Going against the mainstream and under the radar is all the rage right now. Underground indie artists are rising in popularity, and Vision has you covered. Here are four of our favorite albums you may not have heard of.
“american dream” by LCD Soundsystem
Seven years after the release of what was thought to be the last LCD album, fans got a taste of what James Murphy and his bandmates had been working on after breaking up in 2011. With the two singles, “call the police” and the title track “american dream,” it was almost as though nothing had changed post-breakup. The high energy dance party vibe of “call the police” and “tonite” contrasts with the slow, depressing sonic waltz of “american dream.” Combining electronic and post-punk makes for an eclectic album that anyone should give a listen to.
“Sleep Well Beast” by The National
Just by looking at the album artwork, you get a good sense of what “Sleep Well Beast” is all about. Dark and gloomy instrumentation coupled with lead singer Matt Berninger will get anyone in the mood for late autumn nights. However, it is not a completely sullen album all the way through, like the track “Guilty Party” which combines a melancholy piano with a rapid drumbeat giving the track a vibrant heartbeat.
“Phases” by Angel Olsen
It seems apparent that musicians are prone to do a pop or pop-like album at some point in their career. Although “My Woman” was not a complete change for indie singer Angel Olsen, you could pick up an edgy, alternative sound. This is clear in songs like “Shut Up Kiss Me,” where she dons a silver wig in the music video. A year later, she returns with her stripped back acoustic sound on an album of B-sides titled “Phases,” available in November. The two singles, “Fly on Your Wall” and “Special,” are both dreamy, indie rock at it’s finest.
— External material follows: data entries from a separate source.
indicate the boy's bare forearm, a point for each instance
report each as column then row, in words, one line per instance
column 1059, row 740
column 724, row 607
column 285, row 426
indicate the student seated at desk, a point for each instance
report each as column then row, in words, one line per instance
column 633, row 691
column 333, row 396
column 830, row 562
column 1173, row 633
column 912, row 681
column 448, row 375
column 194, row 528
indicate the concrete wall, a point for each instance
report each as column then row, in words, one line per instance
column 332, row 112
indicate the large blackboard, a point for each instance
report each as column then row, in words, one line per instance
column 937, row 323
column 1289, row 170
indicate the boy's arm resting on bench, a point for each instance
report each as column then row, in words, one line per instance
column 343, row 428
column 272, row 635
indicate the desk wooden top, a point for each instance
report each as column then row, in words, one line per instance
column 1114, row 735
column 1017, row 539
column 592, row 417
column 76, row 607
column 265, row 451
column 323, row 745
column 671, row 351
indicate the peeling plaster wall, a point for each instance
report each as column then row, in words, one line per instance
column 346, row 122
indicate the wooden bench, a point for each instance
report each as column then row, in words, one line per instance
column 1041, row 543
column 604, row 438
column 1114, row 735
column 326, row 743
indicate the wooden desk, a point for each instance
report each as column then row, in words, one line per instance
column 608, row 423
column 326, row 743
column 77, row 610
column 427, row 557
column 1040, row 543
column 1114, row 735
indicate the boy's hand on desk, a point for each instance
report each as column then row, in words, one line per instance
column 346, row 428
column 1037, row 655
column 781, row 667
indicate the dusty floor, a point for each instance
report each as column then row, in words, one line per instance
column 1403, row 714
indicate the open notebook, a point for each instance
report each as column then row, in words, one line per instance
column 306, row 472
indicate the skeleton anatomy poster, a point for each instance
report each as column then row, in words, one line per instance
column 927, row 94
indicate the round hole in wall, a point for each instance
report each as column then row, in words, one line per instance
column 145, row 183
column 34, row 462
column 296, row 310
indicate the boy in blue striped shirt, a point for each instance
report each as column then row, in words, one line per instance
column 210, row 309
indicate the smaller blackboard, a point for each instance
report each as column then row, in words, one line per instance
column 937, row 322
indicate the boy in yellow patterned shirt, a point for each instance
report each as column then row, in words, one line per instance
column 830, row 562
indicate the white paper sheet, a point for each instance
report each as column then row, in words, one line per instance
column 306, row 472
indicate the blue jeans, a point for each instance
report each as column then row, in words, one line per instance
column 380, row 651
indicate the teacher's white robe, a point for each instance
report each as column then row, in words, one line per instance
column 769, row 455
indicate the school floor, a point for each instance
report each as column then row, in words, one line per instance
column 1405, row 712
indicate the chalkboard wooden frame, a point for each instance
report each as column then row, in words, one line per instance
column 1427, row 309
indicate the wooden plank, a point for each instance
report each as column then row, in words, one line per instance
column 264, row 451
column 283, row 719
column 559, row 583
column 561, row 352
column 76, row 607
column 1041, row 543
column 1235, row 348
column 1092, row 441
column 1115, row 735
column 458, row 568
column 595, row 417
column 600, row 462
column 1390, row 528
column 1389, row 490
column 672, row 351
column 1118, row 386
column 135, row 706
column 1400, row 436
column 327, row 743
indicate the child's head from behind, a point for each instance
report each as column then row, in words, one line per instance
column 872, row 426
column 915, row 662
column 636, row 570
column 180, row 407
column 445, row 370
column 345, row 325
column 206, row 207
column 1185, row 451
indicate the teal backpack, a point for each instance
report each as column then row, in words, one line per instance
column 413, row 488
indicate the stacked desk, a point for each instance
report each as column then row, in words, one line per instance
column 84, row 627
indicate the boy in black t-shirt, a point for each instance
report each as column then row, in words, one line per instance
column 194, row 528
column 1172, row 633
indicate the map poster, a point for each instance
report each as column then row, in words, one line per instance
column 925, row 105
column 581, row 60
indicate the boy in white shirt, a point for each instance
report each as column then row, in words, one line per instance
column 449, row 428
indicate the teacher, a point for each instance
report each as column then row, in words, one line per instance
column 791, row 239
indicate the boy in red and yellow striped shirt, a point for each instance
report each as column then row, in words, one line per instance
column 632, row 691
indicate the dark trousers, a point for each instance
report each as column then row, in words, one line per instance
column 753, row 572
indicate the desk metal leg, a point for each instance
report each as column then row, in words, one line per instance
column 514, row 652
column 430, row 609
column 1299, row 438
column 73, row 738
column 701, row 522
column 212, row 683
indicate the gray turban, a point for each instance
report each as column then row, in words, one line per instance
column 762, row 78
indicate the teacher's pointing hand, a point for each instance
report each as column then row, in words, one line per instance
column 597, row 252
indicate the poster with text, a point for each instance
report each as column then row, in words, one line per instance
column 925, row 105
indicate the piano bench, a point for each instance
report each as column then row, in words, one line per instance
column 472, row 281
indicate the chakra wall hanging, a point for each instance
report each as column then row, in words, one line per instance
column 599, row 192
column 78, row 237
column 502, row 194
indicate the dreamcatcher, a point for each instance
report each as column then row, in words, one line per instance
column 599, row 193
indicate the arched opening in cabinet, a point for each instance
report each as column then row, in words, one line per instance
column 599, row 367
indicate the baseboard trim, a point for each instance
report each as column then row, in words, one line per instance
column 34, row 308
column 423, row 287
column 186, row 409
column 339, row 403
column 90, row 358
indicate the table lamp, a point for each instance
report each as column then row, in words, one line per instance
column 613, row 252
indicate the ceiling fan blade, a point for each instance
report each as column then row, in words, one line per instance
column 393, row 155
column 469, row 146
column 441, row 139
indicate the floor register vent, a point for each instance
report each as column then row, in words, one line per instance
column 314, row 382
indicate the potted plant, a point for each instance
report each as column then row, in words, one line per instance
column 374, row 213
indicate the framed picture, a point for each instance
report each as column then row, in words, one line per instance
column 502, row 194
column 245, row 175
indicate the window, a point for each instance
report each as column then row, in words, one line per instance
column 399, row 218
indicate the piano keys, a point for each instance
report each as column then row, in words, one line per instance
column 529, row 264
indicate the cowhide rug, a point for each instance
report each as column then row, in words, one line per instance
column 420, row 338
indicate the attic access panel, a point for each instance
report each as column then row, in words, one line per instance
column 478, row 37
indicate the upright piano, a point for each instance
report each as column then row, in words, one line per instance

“Lotta Sea Lice” by Courtney Barnett and Kurt Vile
What can be considered the indie dream team of Courtney Barnett and Kurt Vile is finally releasing their first collaborative album on October 13. Their first single, “Over Everything,” is a laid-back track with a twangy blues sound about loneliness with music as their only company. If the music video in the form of a home movie for “Continental Breakfast” doesn’t put you in a good mood, nothing will. This nostalgic single focuses on the simple things in life, such as spending time with family and loved ones, while maintaining a simple acoustic sound with vocals from both Barnett and Vile. This is each of their first albums in two years, and it has been well worth the wait.